14 DAY TRIAL // The extra day we add to the month of February every four years is meant to bring us back in sync with Earth's rotation around the Sun. Astronomers now propose that a similar calendar oddity may occur on other worlds as well, given that there's someone or something there to keep track of time.
In the Gregorian calendar we use, Earth's revolution around the Sun slowly falls out of tune over a period of four years, up to the point were 24 hours are gained. By convention, every four years, the second month gets an extra day.
If that would not happen, then the seasons would most likely switch places once every 700+ years or so, due to the constant addition of one day every four years. The same situation could be applied to extrasolar planets as well, where inhabitants keep track of time in a similar manner.

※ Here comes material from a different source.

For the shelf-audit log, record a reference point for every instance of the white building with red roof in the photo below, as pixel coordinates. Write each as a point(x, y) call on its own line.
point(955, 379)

On Earth, leap days primarily occur because the time it takes Earth to complete a full revolution around the Sun cannot be accurately divided into days of equal length. Primarily, this happens because an Earth day is not 24 hours long.
“We have a leap year because the spin rate of the Earth, which is 23 hours and 56 minutes, doesn't divide completely evenly into the length of the year, which is 365.242374 days,” University of California in Santa Cruz astronomer Greg Laughlin explains.
“You can't fit an exact number of spins into one trip around the Sun without having some left over,” he adds. These leftovers take four years to make an extra day, which we include in our calendars.
The astronomer is part of a team of scientists conducting the Lick Carnegie Exoplanet Survey. This endeavor uses the Keck Telescope, in Hawaii, to find alien worlds around distant stars. Thus far, more than 700 exoplanets have been confirmed, with an additional 2,325 proposed to exist.
Laughlin says that all planets whose spin periods don't fit neatly with their orbital periods will experience leap years. “So one could image you would have to design leap year-like systems for them. The degree to which they mismatch would be random,” he says, quoted by Space.
The only exceptions to this rule are tidally locked worlds, planets located so close to their parent stars that tidal forces prevent them from rotating along their own axis. The Moon, for example, is tidally locked to Earth, so we only see one of its faces.
“If tidal locking hasn't occurred then there's nothing to inform the planet about how fast it's spinning relative to its year. The spin of the planet depends on the gory details of its history,” Laughlin concludes.